After losing with the largest margin since 1955, Bernard Grech has now achieved another record. He became the first leader of a Maltese political party to declare that he will not be able to carry out a future election campaign because the party does not have sufficient finances. So much so that he put in question the very continuation of the party he leads.
In 2015, the Nationalist Party’s public accounts showed that it had debts of €7.5 million. Of these almost a million were unpaid taxes, and more than half a million were payments owed to third parties or firms. Around four million were debts to banks with hypothecs on Party properties. These loans must be repaid in 2024 and 2025.
In 2015 the Nationalist Party had properties worth €13.9 million, and deposits with banks of just under a million euro. But Medialink had negative assets of €8.5 million. That is, already in 2015, the Party’s assets and debts were very close in level to each other.
By 2018, the Nationalist Party’s public accounts showed that debts had risen to almost €10 million. The Party’s assets had risen to €14.6 million in property and deposits to €1.8 million. Medialink however had negative assets of €13.4 million.
This means that over a three-year period the Party had seen its debt increase by €2.5 million, while Medialink’s negative equity had worsened by €4.9 million. A total deterioration of €7.4 million. This meant that because the assets had increased significantly less than the debts, the Party had now ended up with fewer assets than it had financial obligations. Loans increased by five times the increase in assets.

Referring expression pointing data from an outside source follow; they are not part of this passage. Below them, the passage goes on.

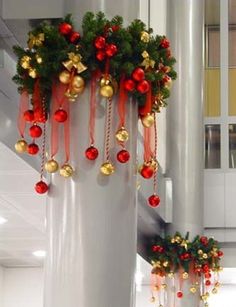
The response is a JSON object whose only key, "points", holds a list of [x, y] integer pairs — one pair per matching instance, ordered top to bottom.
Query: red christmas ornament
{"points": [[65, 28], [74, 37], [100, 42], [111, 50], [100, 55], [138, 74], [129, 85], [143, 87], [29, 116], [60, 116], [35, 131], [33, 149], [91, 153], [123, 156], [147, 172], [41, 187], [154, 200], [179, 294]]}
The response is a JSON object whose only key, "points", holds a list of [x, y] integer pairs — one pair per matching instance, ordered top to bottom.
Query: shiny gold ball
{"points": [[64, 77], [106, 91], [148, 120], [122, 135], [21, 146], [51, 166], [107, 169], [66, 170]]}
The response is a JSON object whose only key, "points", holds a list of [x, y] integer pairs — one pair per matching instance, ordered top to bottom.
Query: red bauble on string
{"points": [[65, 28], [74, 37], [100, 42], [111, 50], [138, 74], [129, 85], [143, 87], [29, 116], [60, 116], [35, 131], [33, 149], [91, 153], [123, 156], [147, 171], [41, 187], [154, 200]]}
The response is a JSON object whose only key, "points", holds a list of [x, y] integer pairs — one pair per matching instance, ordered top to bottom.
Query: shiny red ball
{"points": [[65, 28], [74, 37], [100, 42], [111, 50], [100, 55], [138, 74], [129, 85], [143, 87], [29, 116], [60, 116], [35, 131], [33, 149], [91, 153], [123, 156], [147, 172], [41, 187], [154, 200]]}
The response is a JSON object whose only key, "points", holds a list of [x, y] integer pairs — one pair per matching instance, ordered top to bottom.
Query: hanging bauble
{"points": [[65, 28], [100, 42], [111, 50], [138, 74], [64, 77], [129, 85], [143, 87], [106, 91], [29, 116], [60, 116], [148, 120], [35, 131], [122, 135], [21, 146], [33, 149], [91, 153], [123, 156], [51, 166], [107, 168], [66, 170], [146, 171], [41, 187], [154, 200]]}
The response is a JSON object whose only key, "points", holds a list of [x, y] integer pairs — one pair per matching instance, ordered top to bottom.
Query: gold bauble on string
{"points": [[64, 77], [122, 135], [21, 146], [51, 166], [107, 168], [66, 170]]}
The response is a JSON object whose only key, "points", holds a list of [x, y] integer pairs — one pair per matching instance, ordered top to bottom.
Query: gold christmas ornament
{"points": [[64, 77], [148, 120], [122, 135], [21, 146], [51, 166], [107, 168], [66, 170]]}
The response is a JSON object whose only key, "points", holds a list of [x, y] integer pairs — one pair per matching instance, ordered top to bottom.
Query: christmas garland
{"points": [[59, 62], [178, 259]]}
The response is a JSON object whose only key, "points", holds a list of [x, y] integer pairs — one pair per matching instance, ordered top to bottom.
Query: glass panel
{"points": [[232, 145], [212, 146]]}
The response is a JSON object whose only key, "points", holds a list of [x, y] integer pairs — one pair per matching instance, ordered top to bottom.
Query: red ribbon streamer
{"points": [[23, 106]]}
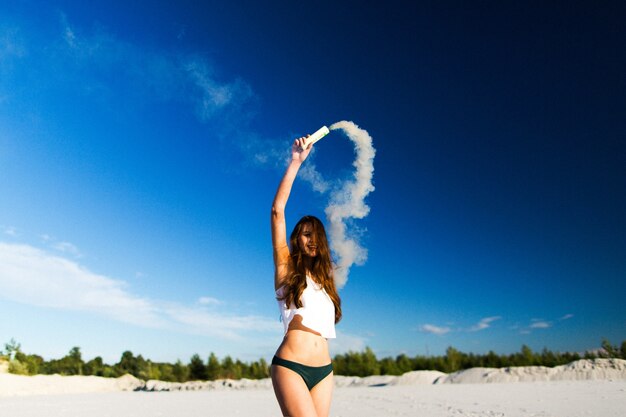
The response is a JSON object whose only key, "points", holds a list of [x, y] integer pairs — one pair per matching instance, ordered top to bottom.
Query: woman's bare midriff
{"points": [[303, 345]]}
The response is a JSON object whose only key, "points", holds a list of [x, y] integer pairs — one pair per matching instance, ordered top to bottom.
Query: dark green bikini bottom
{"points": [[312, 375]]}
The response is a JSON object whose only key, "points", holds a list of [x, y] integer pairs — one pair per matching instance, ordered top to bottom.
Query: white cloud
{"points": [[67, 247], [36, 277], [209, 301], [484, 323], [540, 324], [430, 328], [346, 342]]}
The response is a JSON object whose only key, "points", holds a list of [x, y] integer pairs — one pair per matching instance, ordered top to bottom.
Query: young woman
{"points": [[302, 372]]}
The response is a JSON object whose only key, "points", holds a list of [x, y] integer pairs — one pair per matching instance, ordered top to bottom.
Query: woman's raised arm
{"points": [[279, 228]]}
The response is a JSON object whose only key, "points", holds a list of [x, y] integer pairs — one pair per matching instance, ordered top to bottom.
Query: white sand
{"points": [[584, 388]]}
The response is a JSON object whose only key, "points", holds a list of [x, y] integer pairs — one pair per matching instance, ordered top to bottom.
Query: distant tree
{"points": [[11, 348], [453, 360], [32, 364], [128, 364], [94, 367], [197, 368], [213, 368], [180, 372]]}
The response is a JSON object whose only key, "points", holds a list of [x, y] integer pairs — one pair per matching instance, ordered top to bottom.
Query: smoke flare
{"points": [[348, 202]]}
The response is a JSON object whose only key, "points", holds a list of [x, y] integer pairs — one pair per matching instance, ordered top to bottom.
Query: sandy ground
{"points": [[581, 389], [536, 399]]}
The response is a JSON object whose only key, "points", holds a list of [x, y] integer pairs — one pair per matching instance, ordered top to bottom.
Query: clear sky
{"points": [[141, 144]]}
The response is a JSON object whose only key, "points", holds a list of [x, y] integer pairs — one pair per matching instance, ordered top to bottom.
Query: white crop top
{"points": [[317, 311]]}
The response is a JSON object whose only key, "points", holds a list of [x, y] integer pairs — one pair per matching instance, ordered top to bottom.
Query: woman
{"points": [[302, 372]]}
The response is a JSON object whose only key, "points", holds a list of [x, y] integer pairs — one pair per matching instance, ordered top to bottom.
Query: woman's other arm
{"points": [[279, 228]]}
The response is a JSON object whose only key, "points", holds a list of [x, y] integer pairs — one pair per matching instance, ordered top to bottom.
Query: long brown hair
{"points": [[321, 269]]}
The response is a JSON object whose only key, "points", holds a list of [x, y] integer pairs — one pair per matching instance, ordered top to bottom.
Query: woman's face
{"points": [[306, 240]]}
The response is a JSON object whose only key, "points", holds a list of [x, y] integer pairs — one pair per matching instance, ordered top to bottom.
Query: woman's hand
{"points": [[298, 153]]}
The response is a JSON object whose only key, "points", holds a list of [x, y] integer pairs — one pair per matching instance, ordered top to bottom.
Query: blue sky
{"points": [[141, 145]]}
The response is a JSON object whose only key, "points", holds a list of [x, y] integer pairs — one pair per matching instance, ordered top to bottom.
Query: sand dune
{"points": [[597, 369], [580, 389]]}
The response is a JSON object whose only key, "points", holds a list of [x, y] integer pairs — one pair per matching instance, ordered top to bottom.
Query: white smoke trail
{"points": [[348, 202]]}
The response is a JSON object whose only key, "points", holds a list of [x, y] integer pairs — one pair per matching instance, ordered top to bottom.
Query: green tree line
{"points": [[350, 364]]}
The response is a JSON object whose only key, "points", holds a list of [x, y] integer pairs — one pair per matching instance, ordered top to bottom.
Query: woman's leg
{"points": [[292, 394], [322, 394]]}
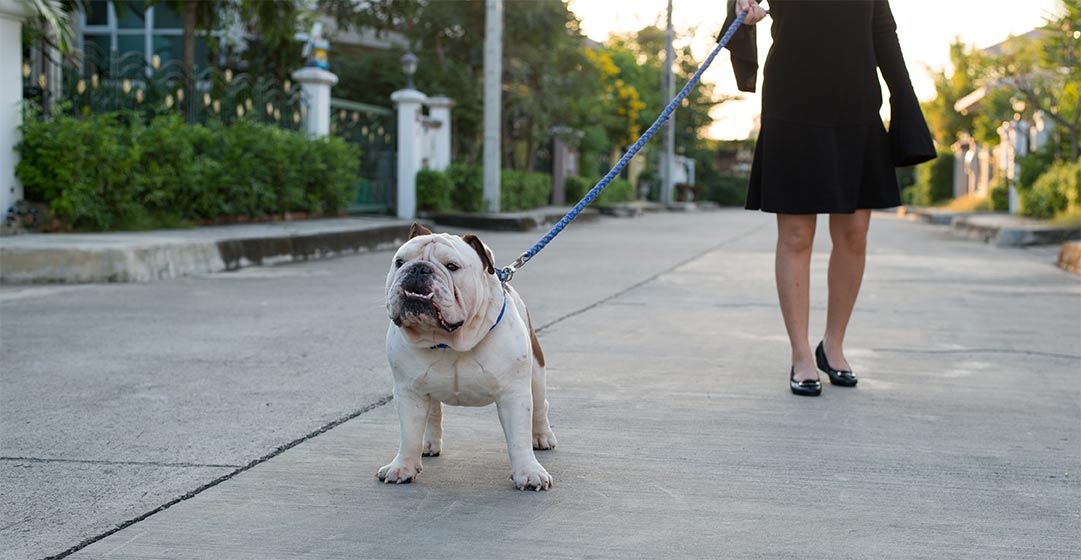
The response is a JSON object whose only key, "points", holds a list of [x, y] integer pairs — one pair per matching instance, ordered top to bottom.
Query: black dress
{"points": [[822, 147]]}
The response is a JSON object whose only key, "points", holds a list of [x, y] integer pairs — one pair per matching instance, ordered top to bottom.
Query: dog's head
{"points": [[438, 282]]}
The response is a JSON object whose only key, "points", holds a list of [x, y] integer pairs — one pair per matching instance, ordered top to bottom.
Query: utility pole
{"points": [[493, 101], [668, 158]]}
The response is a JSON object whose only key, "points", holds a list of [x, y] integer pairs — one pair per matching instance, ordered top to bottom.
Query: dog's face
{"points": [[438, 282]]}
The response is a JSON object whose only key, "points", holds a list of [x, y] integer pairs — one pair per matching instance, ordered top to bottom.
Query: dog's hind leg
{"points": [[434, 430], [543, 437]]}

Bernard Grech has revealed that the total debt of the Nationalist Party has risen to €32 million. If one assumes that this includes the negative equity of Medialink, it appears that over a three-year period, between 2018 and 2021, debt went up by almost €9 million. This means that the increase in debt accelerated and was almost 20% stronger than that observed in the previous three years. Meanwhile there has been talk that the debt figure mentioned by Bernard Grech does not include €8 million in ċedoli agreements. This would mean that in the last three years the increase in debt was a whopping €17 million, or double that in the previous three years.
In the last three years the increase in debt was a whopping €17 million.

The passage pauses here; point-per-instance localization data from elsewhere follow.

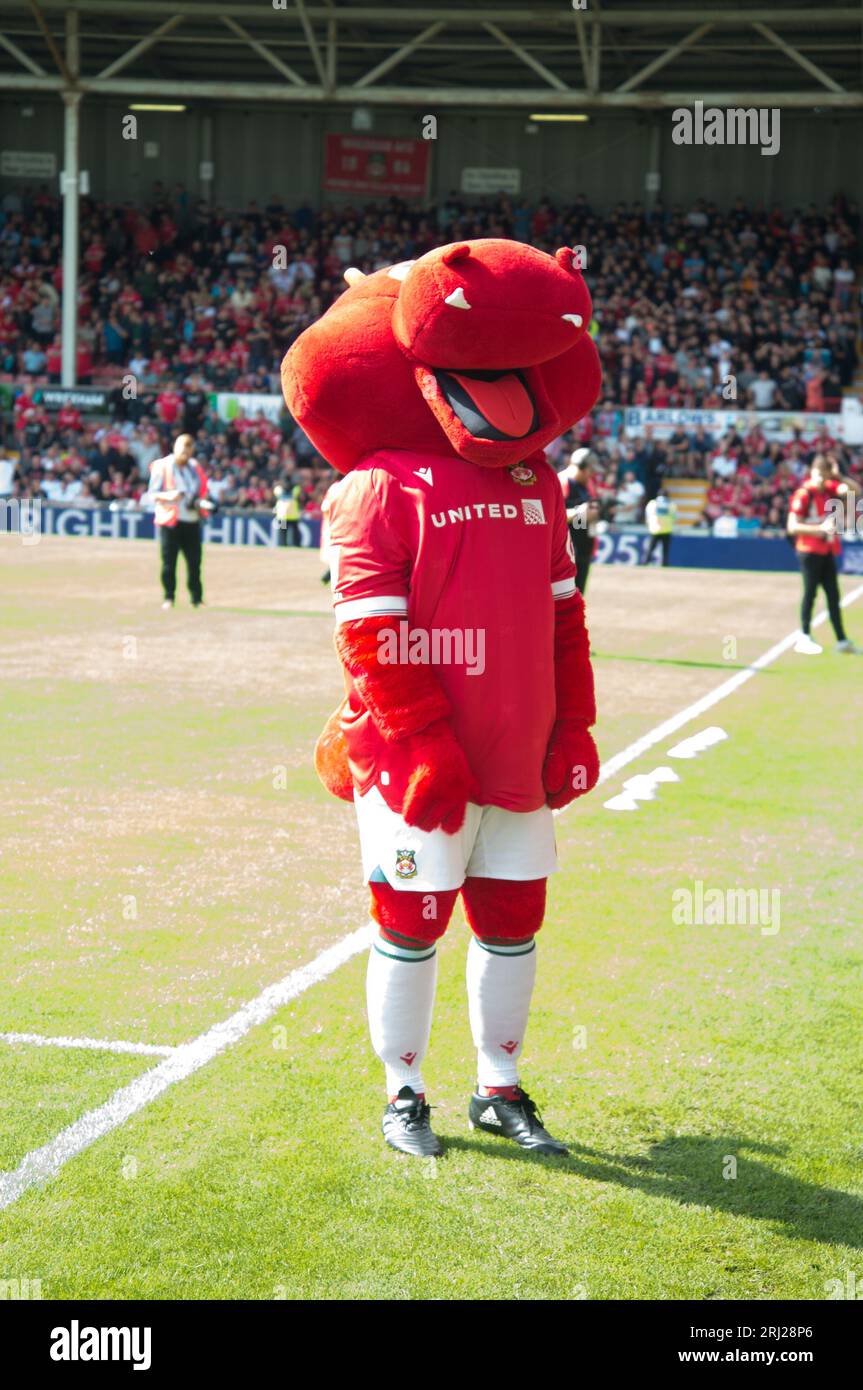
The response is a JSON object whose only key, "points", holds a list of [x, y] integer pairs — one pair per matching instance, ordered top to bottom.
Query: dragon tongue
{"points": [[503, 402]]}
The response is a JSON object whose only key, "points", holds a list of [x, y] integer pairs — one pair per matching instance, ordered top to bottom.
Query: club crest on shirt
{"points": [[520, 473], [406, 866]]}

Already in 2018 if the Party paid its obligations to third parties, it would have ended up with very little liquidity. This would have left no money to pay off debts with the Party’s banks. To allow the Party to cover debt deadlines it had two alternatives. One was to continue borrowing. The other was to sell off properties. It appears that Adrian Delia opted for an even more difficult approach – that of trying to address the underlying financial deficit of the party and Medialink.
What little progress was made was immediately squandered by Bernard Grech. Surrounded by the same consultants who had led Simon Busuttil to balloon the Party’s debt, Grech apparently went on a spending spree especially during the election campaign.
As a result, the Party is now in a financial quandary. It has important debt deadlines coming up. The loans with the banks cannot be deferred, or else the banks will seize the properties that serve as collateral. The only breathing space available for the Party is to somehow convince those who had lent it money via the ċedoli scheme to accept to turn it into a donation or else extend the loan for further years.
However, such an option would be hard to sell, and would also make people wary of partaking in new issues of ċedoli. Therefore, the Party is likely to have to resort to selling close to a quarter of its properties to make sure it can repay its bank loans and service for a while the ċedoli.
Those few who laboured hard to bring the Party back to financial sustainability have made it clear that they are now out of the picture. They believe that since the establishment was so keen to throw out Adrian Delia, it is the turn of this faction now to turn the Party around. This is another reason why none of the Delia faction is going to challenge Bernard Grech.
But at the same time there are already several Nationalists who are unwilling to accept Grech’s proposed solution to sell Party property or run down Medialink. They are pointing their finger at the spectacular cost incurred in the election campaign. They are asking why when Grech knew that the Party has so much debt, he still spent so many millions in the campaign. Others ask why Grech was willing to spend so much in wages and consultancies, reversing the consolidation of finances that had started under the previous Leader.
Be it as it may, the reality is that come 2024, the Nationalist Party’s main concern will likely not be the MEP election but whether it will be able to repay its first due bank loan and whether its repayment of ċedoli would have been postponed by another decade.